(Difference between revisions)

The MapReduce model is documented in this paper from Google labs.

## Requirements

Running Hadoop on Cheaha has two dependencies.

2. you must reserve a mini-cluster in which to run your hadoop cluster as described in the mini-cluster example

Additionally, you may want to set up a VNC session to interact with your hadoop cluster via a web browser, especially when first exploring hadoop.

## Background

Before approaching Hadoop to do solve problems, you need become familiar with the Map Reduce model for solving problems. This is a model common to functional programming (Lisp) so an understanding of that domain helps has well.

A simplified description of map reduce is to think in terms of lists of data (eg. arrays). The map functions iterate over the list (eg. recurse) and identify elements of interest. The reduce step works on the identified elements and further processes them. For example, it could add the terms selected by the map operation and produce a final sum, if you are work on lists of numbers. Or, more simply, the reduce operation could just print the terms selected by the map operation. (Note: DBA's may recognize this as the pattern "SELECT function(x) WHERE ... GROUP BY x")

There are much better ways to learn the MapReduce model than the Hadoop framework. Working with Hadoop means you will write code in Java and have to deal with framework designed to handle a wide range of problems at scale. This means there's some complexity to understanding the framework before you can use it effectively.

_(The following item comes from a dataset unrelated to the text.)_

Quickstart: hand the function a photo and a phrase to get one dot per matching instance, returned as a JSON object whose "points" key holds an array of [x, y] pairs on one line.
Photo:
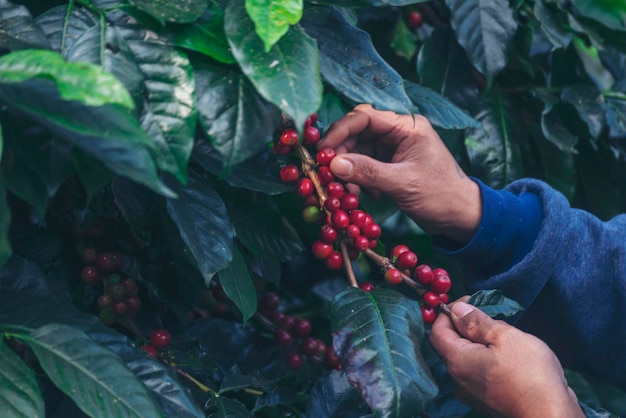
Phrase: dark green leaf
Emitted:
{"points": [[233, 115], [238, 285], [169, 114], [180, 11], [377, 336], [18, 30], [494, 303], [272, 18], [205, 35], [282, 74], [437, 109], [204, 225], [443, 67], [93, 376], [351, 64], [485, 29], [493, 150], [19, 392]]}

A simple example provided by Dr. Jonas Almeida is to start with a simple list of numbers [1,2,3,4,5] and create a map operation, say "times 2", that selects elements and maps the (multiplies them by 2) into a new result list. The reduce operation then adds the mapped numbers together producing the result 30. You can try out this simple example in any browser, or if your JavaScript is rusty, you can go to the CoffeScript->Try CoffeScript tab and enter the following example

x=[1,2,3,4,5]
z=x.map((x)->2*x).reduce((a,b)->a+b)
disp(z)


It will translate this into JavaScript for you and when you press the "Run" button produce an answer.

This should give you a sense of the logic behind MapReduce. A large class of problems can be broken down into Map and Reduce operations which frameworks like Hadoop can then easily distribute to large pools of computers, hence the popularity of Hadoop. The Map-Reduce model makes it much easier to describe a solution that can then be easily distributed.